The Springdale Police Report did not include all of these details, but a casual reader of the Springdale Report could, nevertheless, have discerned the following information about the victims:
 
(1) they were sexually abused on multiple different occasions over the course of a year;
 
(2) the abuse took place in the Duggar home;
 
(3) the perpetrator of the abuse was Mr. and Mrs. Duggar’s child, who lived in the home; and
 
(4) the victims of the abuse were Mr. and Mrs. Duggar’s children, who also lived in the home.

Plaintiffs maintain the publication of these two police reports caused them damage. The original complaint brought a large variety of claims against an array of private and public defendants. In the first round of dispositive motions, the Court winnowed the parties and claims subject to suit. On interlocutory appeal, the Eighth Circuit’s en banc rulings further narrowed the field of claims.
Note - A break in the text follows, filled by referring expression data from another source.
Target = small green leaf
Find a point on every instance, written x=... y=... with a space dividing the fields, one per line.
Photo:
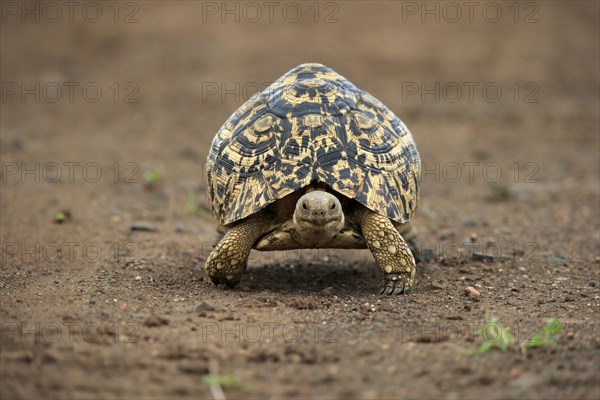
x=152 y=176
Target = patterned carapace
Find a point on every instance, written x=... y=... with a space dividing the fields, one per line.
x=313 y=125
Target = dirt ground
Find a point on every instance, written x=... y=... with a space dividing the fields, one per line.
x=108 y=111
As we now approach the scheduled trial, Plaintiffs are left with three remaining causes of action: invasion of privacy (intrusion upon seclusion), invasion of privacy (public disclosure of a private fact), and outrage. Defendants now seek summary judgment on all counts. Below, the Court will set forth the legal standard used to evaluate motions for summary judgment. Next, the Court will analyze whether Plaintiffs established genuine, material disputes of fact as to each of the three torts. Finally, the Court will consider whether Defendants are entitled to immunity for their actions under state law.